We are not yet in a single-payer system, which means the market remains in the driver's seat. Where it can go and what it might do have been limited compared to what came before, but the government has principally limited the market in places where the market, if left to its own devices, would simply take advantage of those that need it the most. The market's treatment of pre-existing conditions is a known black mark against those that argue that free market forces will fix everything. They won't. Free market sees the uninsured being denied access to emergency rooms and the elderly being discharged when their incipient deaths are no longer profitable, or when a more profitable disease comes along and the space is needed. That is what free market health care looks like. It is not something any democratic majority (or any particular collection of sane people) would want. The health care market needs the government to give it some paved roads to drive on, to extend your driver's seat analogy. Otherwise it'll just be driving through human lives and accumulated wealth with indifference. Also, when a collection of laws creates a health entity (ACO) that is exempt from regulation, that's allowing the market more freedom, not less.
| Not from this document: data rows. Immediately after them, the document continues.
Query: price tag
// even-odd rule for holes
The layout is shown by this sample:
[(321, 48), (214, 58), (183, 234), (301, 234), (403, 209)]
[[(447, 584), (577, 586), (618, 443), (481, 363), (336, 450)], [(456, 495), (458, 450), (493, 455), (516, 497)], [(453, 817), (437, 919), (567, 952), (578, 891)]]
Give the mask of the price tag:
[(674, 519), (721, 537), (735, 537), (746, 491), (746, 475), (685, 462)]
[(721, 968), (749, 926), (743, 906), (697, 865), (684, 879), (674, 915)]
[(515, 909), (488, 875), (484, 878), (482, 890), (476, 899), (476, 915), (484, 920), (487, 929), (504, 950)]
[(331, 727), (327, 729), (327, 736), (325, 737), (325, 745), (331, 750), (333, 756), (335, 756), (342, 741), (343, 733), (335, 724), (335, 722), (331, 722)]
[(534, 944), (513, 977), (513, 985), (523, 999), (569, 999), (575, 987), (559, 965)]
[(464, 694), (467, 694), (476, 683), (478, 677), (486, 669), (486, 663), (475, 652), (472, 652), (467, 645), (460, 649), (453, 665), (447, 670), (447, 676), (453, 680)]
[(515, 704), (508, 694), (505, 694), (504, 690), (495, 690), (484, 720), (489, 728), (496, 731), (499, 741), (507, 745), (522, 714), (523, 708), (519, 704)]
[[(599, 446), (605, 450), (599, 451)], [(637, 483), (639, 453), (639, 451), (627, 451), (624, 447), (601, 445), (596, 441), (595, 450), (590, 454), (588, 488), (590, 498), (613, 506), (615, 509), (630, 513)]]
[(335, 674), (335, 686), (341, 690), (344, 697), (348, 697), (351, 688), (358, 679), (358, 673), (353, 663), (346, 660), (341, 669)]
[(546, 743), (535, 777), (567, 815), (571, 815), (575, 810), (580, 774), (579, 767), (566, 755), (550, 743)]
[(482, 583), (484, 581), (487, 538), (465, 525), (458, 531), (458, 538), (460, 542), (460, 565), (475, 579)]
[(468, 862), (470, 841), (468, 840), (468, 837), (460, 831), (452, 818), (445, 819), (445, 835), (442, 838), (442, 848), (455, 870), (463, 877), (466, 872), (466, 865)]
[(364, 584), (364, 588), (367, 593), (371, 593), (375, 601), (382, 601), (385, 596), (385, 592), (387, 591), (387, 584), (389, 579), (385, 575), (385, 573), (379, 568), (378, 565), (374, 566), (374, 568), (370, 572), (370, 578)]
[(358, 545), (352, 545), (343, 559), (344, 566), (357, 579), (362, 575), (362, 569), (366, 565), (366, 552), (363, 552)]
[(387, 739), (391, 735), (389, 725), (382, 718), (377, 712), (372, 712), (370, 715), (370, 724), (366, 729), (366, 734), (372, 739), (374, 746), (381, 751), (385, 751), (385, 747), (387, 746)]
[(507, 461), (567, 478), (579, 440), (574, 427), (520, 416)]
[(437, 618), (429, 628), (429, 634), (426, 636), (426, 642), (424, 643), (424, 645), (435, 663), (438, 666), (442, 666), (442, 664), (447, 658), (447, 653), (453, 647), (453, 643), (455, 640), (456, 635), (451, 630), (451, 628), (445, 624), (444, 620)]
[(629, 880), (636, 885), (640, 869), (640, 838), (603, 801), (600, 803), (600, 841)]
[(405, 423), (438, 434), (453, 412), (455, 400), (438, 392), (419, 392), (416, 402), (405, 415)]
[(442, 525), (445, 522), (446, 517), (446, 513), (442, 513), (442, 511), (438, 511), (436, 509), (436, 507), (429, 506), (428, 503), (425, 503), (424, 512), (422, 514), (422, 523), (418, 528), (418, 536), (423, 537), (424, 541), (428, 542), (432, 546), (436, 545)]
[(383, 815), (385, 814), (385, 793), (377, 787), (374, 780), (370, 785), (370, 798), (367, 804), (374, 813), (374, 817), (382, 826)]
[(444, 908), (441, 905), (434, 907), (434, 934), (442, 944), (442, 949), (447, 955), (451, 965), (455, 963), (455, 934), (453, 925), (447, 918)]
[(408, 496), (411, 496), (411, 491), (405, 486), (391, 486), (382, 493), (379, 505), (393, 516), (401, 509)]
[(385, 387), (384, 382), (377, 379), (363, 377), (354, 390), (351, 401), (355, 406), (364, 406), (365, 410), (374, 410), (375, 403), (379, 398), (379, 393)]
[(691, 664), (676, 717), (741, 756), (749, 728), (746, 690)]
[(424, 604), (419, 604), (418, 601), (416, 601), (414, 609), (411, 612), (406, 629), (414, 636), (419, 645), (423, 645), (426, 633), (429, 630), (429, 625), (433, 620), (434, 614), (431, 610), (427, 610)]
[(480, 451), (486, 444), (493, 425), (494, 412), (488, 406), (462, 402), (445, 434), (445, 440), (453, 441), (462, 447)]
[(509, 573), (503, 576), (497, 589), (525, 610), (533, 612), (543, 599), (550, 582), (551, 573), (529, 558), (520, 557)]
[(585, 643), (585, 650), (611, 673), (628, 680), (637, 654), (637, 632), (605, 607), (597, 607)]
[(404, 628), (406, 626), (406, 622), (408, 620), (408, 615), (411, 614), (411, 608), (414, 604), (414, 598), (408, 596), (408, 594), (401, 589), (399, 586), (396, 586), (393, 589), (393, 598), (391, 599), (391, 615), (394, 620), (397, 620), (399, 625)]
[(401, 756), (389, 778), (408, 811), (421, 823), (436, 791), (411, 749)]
You're going to need to explain the FU bit about cost controllers. It forced an administrative/medical care ratio on insurance companies. That means that insurance companies can't pile on administrative costs forever. It also increased the minimum requirements of insurance so that what "insruance" is isn't $25 a month feel-good, get-sick-and-die policy. Is that your complaint? That insurance companies are now required to offer something that can actually be substantively described as "insurance"?
As I said, this bill did a lot-lot. Most of which isn't something a non-legal or non-health observer would necessarily notice. We don't necessarily need more doctors (just allow nurses to practice within the scope of their training, that's one of several quick fixes) or more hospitals. Just because you cannot see or understand the difference doesn't mean the difference isn't there. Your nonsense about buck-passing might apply to the Medicare changes (a fraction of the PPACA), but not to much else. The President and the Democrats and a couple Republicans actually -did- something. If its a buck passed, then its a buck that no one else has bothered or managed to pass in the history of the US.
And speaking as a healthy white 30-something male, the exact type of person who is now being forced to participate in a collective risk pool my age group has traditionally opted out of: fine. I get it. This is part of being a community, and paying taxes sucks, but this is the least horrible option available that the government was actually able to pass. (And full disclosure: my plan is not subsidized by premium tax credits.)